Majora pointed out that, “Disinvitations invigorate bigots,” and that the reason she and her colleagues wanted free speech “is not because we want to invite bigots, but because we don’t want to see discussion shut down.”
But apparently “reason and argumentation” are a tough sell to Generation Z, especially those whose parents can afford Williams’ $70,000/year price tag, including room and board. A couple of weeks after the meeting, Members of the group Coalition Against Racist Education Now (CARE Now) offered their critique of the “ideology of free speech absolutism” in an op-ed, published in the campus paper, The Williams Record.
CARE Now declared in its screed that it was, “not interested in entering a debate about free speech in this current moment,” and it rejected the college president’s creation of a committee to address the issue of campus speech.

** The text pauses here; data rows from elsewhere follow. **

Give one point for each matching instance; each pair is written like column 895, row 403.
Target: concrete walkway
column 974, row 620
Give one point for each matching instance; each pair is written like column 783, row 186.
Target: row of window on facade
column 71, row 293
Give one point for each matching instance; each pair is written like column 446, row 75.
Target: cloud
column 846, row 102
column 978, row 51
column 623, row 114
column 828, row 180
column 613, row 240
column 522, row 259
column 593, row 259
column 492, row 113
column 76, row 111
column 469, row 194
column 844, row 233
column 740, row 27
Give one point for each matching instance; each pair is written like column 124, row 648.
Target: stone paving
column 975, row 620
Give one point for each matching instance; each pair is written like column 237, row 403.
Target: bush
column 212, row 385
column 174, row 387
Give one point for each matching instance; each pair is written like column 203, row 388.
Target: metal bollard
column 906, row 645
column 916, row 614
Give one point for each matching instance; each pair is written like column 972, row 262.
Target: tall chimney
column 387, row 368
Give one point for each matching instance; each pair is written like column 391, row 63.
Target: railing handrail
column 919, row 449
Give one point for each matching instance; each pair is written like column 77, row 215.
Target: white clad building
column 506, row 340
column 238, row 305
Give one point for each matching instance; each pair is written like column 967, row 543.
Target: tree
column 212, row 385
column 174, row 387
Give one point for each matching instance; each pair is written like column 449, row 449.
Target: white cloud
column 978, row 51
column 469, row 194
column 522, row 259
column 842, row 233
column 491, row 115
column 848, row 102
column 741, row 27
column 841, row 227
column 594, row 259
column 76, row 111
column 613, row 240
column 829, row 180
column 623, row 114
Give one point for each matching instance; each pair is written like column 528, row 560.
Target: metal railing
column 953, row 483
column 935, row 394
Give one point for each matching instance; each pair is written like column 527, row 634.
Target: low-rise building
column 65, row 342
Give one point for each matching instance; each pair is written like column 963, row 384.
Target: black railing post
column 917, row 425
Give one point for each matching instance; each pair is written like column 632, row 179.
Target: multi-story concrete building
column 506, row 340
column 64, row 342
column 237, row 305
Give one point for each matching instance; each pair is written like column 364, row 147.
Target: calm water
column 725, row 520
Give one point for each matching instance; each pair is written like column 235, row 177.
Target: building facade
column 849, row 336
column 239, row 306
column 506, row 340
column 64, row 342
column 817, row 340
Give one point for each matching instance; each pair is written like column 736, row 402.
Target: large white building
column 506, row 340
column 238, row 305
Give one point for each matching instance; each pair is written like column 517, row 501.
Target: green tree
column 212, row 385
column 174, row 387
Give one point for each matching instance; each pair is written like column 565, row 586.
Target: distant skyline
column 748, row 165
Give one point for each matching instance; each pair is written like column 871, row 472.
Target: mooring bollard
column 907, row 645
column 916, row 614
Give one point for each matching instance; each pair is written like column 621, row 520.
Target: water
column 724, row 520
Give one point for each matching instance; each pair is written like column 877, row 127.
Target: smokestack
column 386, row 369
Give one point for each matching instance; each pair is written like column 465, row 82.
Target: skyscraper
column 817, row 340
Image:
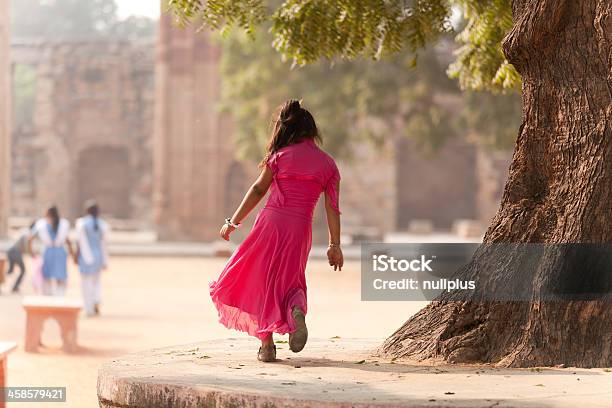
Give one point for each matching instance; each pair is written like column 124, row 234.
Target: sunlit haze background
column 149, row 8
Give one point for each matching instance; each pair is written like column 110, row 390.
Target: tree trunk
column 559, row 191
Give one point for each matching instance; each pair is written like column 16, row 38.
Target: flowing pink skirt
column 265, row 277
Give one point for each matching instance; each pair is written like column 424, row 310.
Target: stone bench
column 64, row 311
column 5, row 349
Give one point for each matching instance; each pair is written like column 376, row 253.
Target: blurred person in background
column 15, row 255
column 91, row 255
column 53, row 231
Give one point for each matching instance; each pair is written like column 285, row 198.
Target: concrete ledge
column 331, row 373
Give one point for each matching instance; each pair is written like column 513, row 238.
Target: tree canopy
column 351, row 100
column 307, row 31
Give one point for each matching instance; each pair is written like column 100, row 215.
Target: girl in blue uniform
column 92, row 256
column 53, row 231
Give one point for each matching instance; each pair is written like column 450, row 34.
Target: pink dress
column 265, row 277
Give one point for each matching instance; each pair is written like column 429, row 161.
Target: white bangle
column 229, row 222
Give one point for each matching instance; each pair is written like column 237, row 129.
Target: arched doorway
column 104, row 175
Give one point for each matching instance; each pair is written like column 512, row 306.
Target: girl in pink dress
column 262, row 289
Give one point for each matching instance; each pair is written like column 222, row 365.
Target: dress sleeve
column 272, row 163
column 331, row 188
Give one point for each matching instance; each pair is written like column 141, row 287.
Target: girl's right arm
column 334, row 252
column 253, row 196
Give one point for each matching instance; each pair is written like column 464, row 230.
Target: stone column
column 5, row 116
column 191, row 150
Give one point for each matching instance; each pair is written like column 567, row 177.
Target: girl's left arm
column 253, row 196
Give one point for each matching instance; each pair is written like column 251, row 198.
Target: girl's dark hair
column 292, row 125
column 92, row 209
column 53, row 213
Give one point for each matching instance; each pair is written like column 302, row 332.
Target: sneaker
column 267, row 354
column 297, row 339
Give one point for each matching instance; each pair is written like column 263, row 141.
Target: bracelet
column 229, row 222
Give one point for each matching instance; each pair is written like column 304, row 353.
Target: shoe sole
column 298, row 339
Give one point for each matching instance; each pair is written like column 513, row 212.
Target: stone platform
column 332, row 373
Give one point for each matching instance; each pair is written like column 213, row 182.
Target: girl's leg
column 47, row 287
column 97, row 292
column 87, row 287
column 267, row 351
column 267, row 341
column 60, row 289
column 21, row 275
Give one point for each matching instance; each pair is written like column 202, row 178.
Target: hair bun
column 290, row 110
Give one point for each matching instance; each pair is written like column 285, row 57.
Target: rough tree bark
column 559, row 191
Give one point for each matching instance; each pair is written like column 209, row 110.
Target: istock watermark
column 491, row 272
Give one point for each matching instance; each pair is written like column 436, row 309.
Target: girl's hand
column 335, row 257
column 226, row 230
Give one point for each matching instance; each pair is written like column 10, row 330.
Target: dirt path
column 157, row 302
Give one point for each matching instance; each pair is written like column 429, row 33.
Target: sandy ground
column 157, row 302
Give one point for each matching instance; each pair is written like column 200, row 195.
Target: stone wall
column 196, row 176
column 5, row 126
column 91, row 131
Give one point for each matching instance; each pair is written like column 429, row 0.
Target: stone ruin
column 137, row 126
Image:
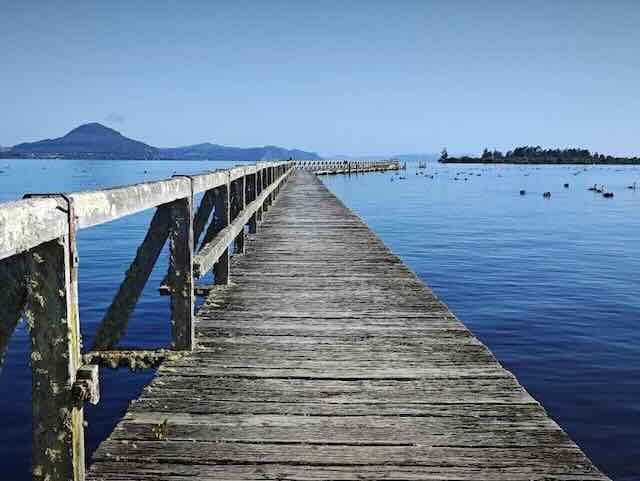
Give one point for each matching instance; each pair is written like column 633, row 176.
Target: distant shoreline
column 534, row 162
column 536, row 155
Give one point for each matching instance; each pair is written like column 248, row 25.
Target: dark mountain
column 95, row 141
column 209, row 151
column 89, row 141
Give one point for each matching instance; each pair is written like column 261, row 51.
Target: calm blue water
column 551, row 286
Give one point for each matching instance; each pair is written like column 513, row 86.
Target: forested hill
column 538, row 155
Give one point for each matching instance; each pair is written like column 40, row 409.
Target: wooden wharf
column 317, row 355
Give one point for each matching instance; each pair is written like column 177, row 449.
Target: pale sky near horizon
column 335, row 77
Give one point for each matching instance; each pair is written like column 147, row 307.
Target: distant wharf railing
column 329, row 167
column 38, row 279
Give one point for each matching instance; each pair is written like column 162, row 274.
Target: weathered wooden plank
column 239, row 204
column 27, row 223
column 181, row 273
column 327, row 358
column 178, row 471
column 115, row 322
column 52, row 315
column 12, row 298
column 218, row 238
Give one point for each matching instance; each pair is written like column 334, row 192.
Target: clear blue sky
column 349, row 77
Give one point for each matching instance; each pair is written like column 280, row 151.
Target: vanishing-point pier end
column 325, row 358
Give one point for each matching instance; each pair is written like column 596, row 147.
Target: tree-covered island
column 538, row 155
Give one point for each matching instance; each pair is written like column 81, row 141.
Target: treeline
column 537, row 155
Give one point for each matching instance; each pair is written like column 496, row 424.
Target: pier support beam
column 181, row 273
column 240, row 202
column 52, row 314
column 221, row 219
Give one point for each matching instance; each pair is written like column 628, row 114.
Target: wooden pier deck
column 326, row 358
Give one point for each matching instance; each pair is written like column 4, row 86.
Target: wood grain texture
column 12, row 298
column 328, row 359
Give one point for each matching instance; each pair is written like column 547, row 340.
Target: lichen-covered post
column 241, row 202
column 222, row 214
column 252, row 193
column 52, row 314
column 180, row 276
column 265, row 184
column 12, row 298
column 258, row 191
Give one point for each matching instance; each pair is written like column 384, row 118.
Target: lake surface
column 551, row 286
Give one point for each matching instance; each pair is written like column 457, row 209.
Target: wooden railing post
column 52, row 314
column 265, row 184
column 180, row 276
column 222, row 214
column 257, row 215
column 241, row 202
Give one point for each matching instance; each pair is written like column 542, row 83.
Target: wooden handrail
column 27, row 223
column 38, row 272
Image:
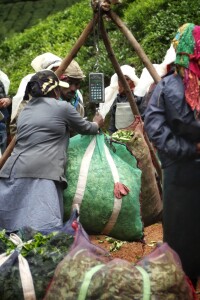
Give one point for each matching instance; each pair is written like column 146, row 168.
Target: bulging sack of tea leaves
column 105, row 184
column 28, row 260
column 88, row 273
column 151, row 203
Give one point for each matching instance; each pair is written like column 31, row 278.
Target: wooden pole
column 136, row 46
column 129, row 94
column 7, row 152
column 81, row 40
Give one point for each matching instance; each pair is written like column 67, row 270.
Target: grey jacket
column 42, row 139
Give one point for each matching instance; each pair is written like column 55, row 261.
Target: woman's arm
column 157, row 126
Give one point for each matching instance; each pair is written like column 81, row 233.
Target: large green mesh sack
column 93, row 170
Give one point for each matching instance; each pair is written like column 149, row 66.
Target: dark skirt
column 181, row 213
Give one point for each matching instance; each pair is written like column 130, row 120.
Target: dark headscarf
column 41, row 84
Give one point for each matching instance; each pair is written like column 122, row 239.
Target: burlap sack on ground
column 87, row 273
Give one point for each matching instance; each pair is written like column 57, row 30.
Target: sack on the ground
column 104, row 183
column 151, row 203
column 28, row 260
column 88, row 273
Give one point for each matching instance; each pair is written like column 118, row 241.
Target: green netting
column 98, row 195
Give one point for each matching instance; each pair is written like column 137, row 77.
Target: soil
column 133, row 251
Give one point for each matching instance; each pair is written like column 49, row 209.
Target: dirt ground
column 133, row 251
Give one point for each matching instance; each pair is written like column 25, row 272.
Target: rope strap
column 146, row 283
column 86, row 282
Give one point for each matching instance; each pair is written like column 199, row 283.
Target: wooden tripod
column 98, row 16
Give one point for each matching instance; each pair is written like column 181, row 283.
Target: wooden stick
column 7, row 152
column 136, row 46
column 81, row 40
column 129, row 94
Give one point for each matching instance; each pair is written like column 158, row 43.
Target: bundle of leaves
column 43, row 253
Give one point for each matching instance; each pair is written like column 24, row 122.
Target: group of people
column 33, row 178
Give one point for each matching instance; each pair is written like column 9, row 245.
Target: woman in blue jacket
column 172, row 124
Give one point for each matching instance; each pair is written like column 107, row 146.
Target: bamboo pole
column 136, row 46
column 7, row 152
column 81, row 40
column 129, row 94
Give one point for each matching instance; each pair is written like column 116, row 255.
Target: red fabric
column 192, row 91
column 120, row 190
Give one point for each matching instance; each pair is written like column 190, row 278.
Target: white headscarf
column 112, row 90
column 5, row 80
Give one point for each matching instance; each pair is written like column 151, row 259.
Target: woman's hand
column 5, row 102
column 98, row 119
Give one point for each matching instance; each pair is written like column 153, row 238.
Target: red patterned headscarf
column 187, row 46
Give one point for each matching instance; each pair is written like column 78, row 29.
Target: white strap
column 83, row 174
column 146, row 283
column 117, row 202
column 26, row 279
column 3, row 258
column 24, row 270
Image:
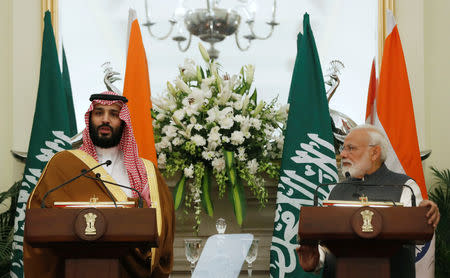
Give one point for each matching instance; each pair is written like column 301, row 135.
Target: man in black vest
column 362, row 158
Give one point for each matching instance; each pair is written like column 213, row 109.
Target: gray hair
column 377, row 137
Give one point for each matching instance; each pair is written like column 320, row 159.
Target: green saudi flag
column 49, row 134
column 308, row 155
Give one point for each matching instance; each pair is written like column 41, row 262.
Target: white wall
column 20, row 50
column 423, row 27
column 437, row 71
column 6, row 178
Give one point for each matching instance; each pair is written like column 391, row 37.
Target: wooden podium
column 363, row 238
column 91, row 240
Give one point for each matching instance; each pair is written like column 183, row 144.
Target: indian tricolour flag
column 394, row 114
column 308, row 157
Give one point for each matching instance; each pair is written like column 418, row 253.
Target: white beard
column 356, row 169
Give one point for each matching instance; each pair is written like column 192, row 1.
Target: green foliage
column 7, row 228
column 440, row 194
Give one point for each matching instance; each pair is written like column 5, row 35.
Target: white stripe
column 390, row 22
column 392, row 161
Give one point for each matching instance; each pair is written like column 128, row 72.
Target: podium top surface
column 122, row 225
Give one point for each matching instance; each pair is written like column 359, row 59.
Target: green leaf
column 206, row 192
column 253, row 98
column 237, row 195
column 178, row 193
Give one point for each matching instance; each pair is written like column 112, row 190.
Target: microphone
column 83, row 172
column 361, row 183
column 97, row 178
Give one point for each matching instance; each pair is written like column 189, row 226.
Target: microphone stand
column 83, row 173
column 97, row 178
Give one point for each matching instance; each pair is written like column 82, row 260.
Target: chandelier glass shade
column 213, row 24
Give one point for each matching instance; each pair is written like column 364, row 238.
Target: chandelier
column 213, row 24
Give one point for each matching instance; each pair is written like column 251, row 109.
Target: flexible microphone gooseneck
column 83, row 173
column 106, row 188
column 97, row 178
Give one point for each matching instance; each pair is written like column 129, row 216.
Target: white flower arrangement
column 207, row 125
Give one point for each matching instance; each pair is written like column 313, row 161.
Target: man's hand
column 308, row 256
column 433, row 214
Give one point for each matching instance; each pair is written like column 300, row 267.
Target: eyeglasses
column 351, row 148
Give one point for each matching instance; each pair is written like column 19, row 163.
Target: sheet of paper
column 223, row 256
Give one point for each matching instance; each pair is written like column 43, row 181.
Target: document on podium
column 223, row 256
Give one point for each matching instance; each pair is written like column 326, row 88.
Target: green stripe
column 236, row 189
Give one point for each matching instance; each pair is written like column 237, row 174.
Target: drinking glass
column 192, row 251
column 251, row 255
column 221, row 225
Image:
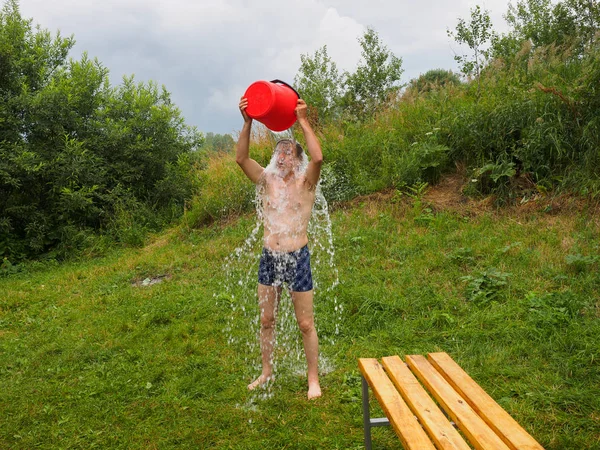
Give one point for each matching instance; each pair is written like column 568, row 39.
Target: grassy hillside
column 92, row 358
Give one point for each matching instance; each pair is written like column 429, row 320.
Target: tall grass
column 92, row 358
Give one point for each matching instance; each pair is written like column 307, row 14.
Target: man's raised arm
column 313, row 171
column 251, row 168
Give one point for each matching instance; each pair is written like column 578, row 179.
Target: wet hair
column 284, row 143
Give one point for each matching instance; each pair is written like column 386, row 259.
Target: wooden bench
column 417, row 419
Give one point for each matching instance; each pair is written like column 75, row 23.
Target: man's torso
column 287, row 206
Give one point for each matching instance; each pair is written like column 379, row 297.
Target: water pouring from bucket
column 272, row 103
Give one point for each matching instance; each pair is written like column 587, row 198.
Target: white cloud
column 207, row 52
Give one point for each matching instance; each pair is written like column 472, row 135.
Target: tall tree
column 320, row 84
column 375, row 79
column 476, row 34
column 72, row 148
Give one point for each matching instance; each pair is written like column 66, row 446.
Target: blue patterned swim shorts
column 293, row 268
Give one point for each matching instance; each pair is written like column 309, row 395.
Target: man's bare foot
column 314, row 390
column 259, row 381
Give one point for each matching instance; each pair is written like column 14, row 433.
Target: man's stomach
column 280, row 242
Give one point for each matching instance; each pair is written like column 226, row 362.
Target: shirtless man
column 288, row 198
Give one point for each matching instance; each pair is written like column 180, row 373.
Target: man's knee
column 267, row 320
column 306, row 325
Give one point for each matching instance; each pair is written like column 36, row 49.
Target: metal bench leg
column 366, row 414
column 368, row 423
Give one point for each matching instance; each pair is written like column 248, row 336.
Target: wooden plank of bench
column 481, row 436
column 412, row 436
column 441, row 431
column 496, row 417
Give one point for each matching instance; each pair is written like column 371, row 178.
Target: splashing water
column 239, row 293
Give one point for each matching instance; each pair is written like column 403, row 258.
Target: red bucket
column 272, row 103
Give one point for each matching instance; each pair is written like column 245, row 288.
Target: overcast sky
column 207, row 52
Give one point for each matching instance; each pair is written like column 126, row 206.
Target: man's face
column 285, row 158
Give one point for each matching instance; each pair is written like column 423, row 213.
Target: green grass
column 90, row 360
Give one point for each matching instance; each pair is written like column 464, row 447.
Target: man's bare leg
column 303, row 307
column 268, row 300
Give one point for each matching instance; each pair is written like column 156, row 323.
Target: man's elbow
column 318, row 160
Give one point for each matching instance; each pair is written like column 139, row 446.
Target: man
column 288, row 195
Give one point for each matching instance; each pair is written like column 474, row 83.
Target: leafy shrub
column 74, row 150
column 486, row 286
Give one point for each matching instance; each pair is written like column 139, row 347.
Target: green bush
column 74, row 150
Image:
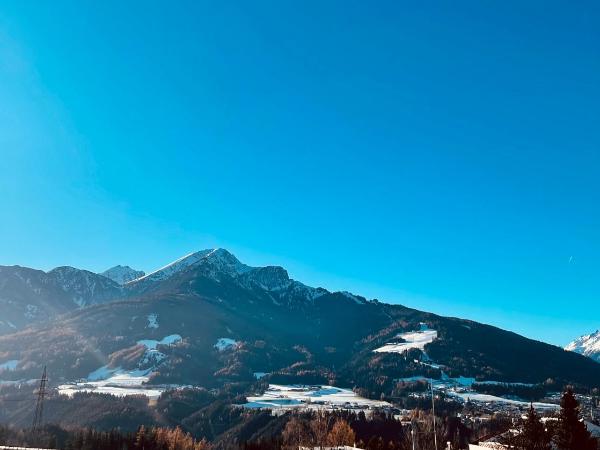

The diatribe reads, in part:
Prejudice cannot be talked away; more “dialogue” is not the answer. Oppression can’t be fixed with rational debate because oppression is not rational. Once we all agree that bigotry simply is not an “opinion” that can be swiftly invalidated in a “two-way discourse,” that such discourse instead needs to involve dismantling the very institutional and systemic forces that demean and denigrate marginalized students, and that the faculty petition represents institutional anxiety towards a more diverse student and faculty population, then we can take steps and move forward. Perhaps the authors and signers of the faculty petition did not have the intent to harm and silence students and faculty of marginalized identities, but they have chosen to enter a national debate that is harmful, toxic and ultimately must be recognized by the faculty and administration. Intent does not equate to impact.
Fear of such reactionary sentiments has quashed any hope of Williams signing on to the Chicago principles anytime soon, though Bauer-Wolf reports that the president’s committee should be submitting its recommendations next month.
And when that happens, expect another explosion of white-hot liberal outrage.